I also think that it’s important that we all do what we can individually to reduce or CO2 output. I can’t see how this would hurt, and I believe it really can make a difference. Even if only to make us all aware of what we have done and are doing to this planet, and so we don’t look like hypocrites. CO2 output is escalating in a exponential manner, and due to process delays, even if we stopped all output today, it would continue to climb. By doing everything we can at home, it also gives us something to do while the slow gears of the big political machine turn.
This blog: It’s great to have a place where you can speak uncensored, but the personal attacks get old quickly. Let’s try to keep it positive since we’re all on the same team. I would like to hear more specific ideas about what can be done politically (especially at the local level where I can be involved), and personally (I still want to keep doing everything I can.)
on April 28th, 2007 at 9:23 pm
I’m not sure if the “personal attacks” comment is targetted at me, but I have not written any personal attacks. The “cold porridge” reference was to fit into the Goldilocks analogy. I am not saying hot or cold porridge is better, simply that I prefer mine warm. Basically, I think both you and Josh are a little bit right and a little bit wrong.
As long as people are remaining civil (and thus far they have), I would hate to see dissenting voices simply shouted down. The great thing about
free, open, civil debate is the ability to learn from others. We each give our ideas and if we are honest with one another, hopefully, we are all better informed for it.

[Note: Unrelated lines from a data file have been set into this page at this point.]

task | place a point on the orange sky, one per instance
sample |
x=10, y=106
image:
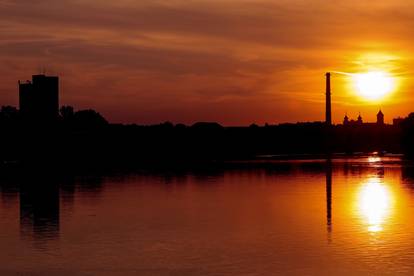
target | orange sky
x=231, y=61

on April 29th, 2007 at 6:02 pm
The “personal attacks” comment was not targeted at anyone in particular. I thought the porridge thing was funny, but I really don’t like cold porridge
I agree that nobody has all the answers. I want to hear more ideas, and try to keep getting better at what I am doing…
on May 2nd, 2007 at 11:26 pm
In regards to the post ahead of this one, about stopping junk mail, there is a new company calledgreendimes, which for three dollars a month will repeatedly check to see that your name has not been entered onto any new mailing lists. And will also plant a tree a month for you. Apparently, on problem with the Do-Not-Mail lists is that they are never completely up to date because we are all always involved in new transactions that generate new lists.

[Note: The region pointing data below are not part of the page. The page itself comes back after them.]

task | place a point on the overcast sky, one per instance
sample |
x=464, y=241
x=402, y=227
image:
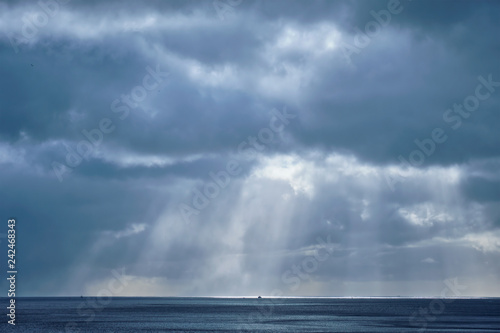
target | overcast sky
x=240, y=147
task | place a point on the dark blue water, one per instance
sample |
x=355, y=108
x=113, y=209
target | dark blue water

I have not used the service myself, yet. But Grist endorses iit — if without complete rigor — which carries some weight.
on May 3rd, 2007 at 8:04 pm
We signed up for GreenDimes about 6 months ago, and the verdict is still out on whether or not this is a success. It doesn’t seem that our junk mail pile rate has declined considerably.
Good: It appears that the number of unsolicited credit card offers is going down. (Although, my husband disagrees on this point. He thinks the number hasn’t decreased.)

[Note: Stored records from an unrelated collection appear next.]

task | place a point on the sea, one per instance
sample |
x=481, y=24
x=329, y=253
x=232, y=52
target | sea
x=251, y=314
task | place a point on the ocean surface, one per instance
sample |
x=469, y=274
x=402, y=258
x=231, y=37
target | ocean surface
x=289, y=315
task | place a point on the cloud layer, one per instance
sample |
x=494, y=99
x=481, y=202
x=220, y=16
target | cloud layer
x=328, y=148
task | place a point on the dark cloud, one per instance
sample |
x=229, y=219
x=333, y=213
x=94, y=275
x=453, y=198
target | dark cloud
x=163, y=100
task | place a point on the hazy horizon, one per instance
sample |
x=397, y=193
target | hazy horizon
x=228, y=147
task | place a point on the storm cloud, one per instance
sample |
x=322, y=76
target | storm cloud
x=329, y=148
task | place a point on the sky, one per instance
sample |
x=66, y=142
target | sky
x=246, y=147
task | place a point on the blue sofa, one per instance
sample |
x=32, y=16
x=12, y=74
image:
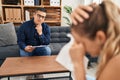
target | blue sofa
x=58, y=40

Bad: We still get lots of junk from the banks and businesses where we have accounts.
Mixed: Catalogs make up the bulk of our junk mail. GreenDimes has done a good job of blocking the catalogs we’ve told them we don’t want. Unfortunately, there are still way too many catalogs it doesn’t know about. Some of this is our fault as we need to do a better job updating the service with the names of catalogs we don’t want, but at some point, I might as well save my money and notify the catalog company myself.
on May 3rd, 2007 at 8:21 pm
Good to know. Maybe I’ll save my 36 bucks until they better their process. Thanks, Vicki.
on May 6th, 2007 at 6:53 pm
Also, Vicki, it appears that your warm porridge analogy works quite well. I’m not willing to go back on everything I said yet for many reasons — not least among them ego — but it looks like I need to soften my stance.
I scanned the IPCC’s Mitigation Report (pdf), which was released yesterday. Most of the report focused on large-scale structural changes, and it suggested that recycling had little effect on global warming (p. 20). But, it did conclude, based on what was determined to be (appropriately, considering your analogy), “medium evidence,” that “Changes in lifestyle and behaviour patterns can contribute to climate change mitigation across all sectors.” (p. 16.)